Human Rights Committee report on bonus tax
21 December 2009
Parliament’s Joint Committee on Human Rights argues in a report published on 21 December, that it is unlikely that bankers affected by the tax on bonuses proposed in the Pre-Budget Report will be able to challenge it successfully under the Human Rights Act.
The Committee also concludes that as the new powers proposed in the Financial Services Bill to enable the Financial Services Authority to control pay packages so as to manage risk are not intended to apply to existing contracts, they also should not present any problems under the Human Rights Act.
The hurdle facing anyone challenging a tax proposal under the Human Rights Act or the European Convention is very high.

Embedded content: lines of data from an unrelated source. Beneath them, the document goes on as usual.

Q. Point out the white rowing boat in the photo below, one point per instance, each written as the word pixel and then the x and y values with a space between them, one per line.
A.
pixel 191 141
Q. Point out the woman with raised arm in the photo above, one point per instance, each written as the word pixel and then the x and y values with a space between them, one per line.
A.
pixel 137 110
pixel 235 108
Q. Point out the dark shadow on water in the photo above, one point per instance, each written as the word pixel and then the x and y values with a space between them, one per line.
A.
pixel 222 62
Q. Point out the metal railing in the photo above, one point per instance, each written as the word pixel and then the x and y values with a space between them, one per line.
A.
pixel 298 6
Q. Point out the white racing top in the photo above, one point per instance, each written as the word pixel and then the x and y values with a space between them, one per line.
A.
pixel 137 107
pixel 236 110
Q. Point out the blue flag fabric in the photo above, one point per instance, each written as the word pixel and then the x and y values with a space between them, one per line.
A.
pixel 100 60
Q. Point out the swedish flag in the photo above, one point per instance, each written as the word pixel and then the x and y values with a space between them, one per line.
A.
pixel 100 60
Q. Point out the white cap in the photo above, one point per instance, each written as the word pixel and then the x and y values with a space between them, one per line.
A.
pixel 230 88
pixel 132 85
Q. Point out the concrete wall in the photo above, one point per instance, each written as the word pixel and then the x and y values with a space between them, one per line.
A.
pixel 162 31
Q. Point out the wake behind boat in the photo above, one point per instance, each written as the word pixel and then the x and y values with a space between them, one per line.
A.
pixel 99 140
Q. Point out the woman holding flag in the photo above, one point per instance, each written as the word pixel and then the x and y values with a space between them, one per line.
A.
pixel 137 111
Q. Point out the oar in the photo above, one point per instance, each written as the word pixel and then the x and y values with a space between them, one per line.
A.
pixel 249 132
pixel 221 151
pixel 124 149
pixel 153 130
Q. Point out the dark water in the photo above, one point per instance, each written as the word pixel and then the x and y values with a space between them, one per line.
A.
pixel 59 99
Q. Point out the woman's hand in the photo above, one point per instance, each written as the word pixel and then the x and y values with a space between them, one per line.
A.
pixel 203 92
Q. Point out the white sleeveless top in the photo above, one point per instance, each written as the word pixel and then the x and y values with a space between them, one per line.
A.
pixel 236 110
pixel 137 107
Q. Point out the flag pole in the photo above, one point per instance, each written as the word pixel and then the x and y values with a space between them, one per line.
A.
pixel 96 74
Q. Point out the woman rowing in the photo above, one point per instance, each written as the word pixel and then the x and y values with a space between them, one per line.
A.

They must demonstrate that the measure is "devoid of reasonable foundation" or imposes an "excessive and individual burden which is disproportionate to the public good".
The Committee states that even on the basis of the summary justifications provided in the Pre-Budget Report, it would appear difficult to conclude that the measure is devoid of reasonable foundation.
The reasons given by the Committee are:
- the bonus tax is likely to raise an estimated £0.55billion
- it is part of a package designed to address excessive risk-taking in the banking industry and to require banks to consider the soundness of their capital base
- it is directed at banks rather than individual bankers
- it is intended to be a one-off tax, in place only until the more systemic reforms in the Financial Services Bill come into force
Andrew Dismore MP, Chairman of the Human Rights Committee, said:
"Some people have tried to suggest that the tax on bankers’ bonuses announced in the Pre-Budget Report would infringe their human rights.
"Having looked at the proposals we believe this is highly unlikely.
"The measure is clearly justified in the Pre-Budget Report and it’s hardly the case that the recipients of these bonuses will be able to show they are experiencing an excessive burden of financial hardship as a consequence of the tax."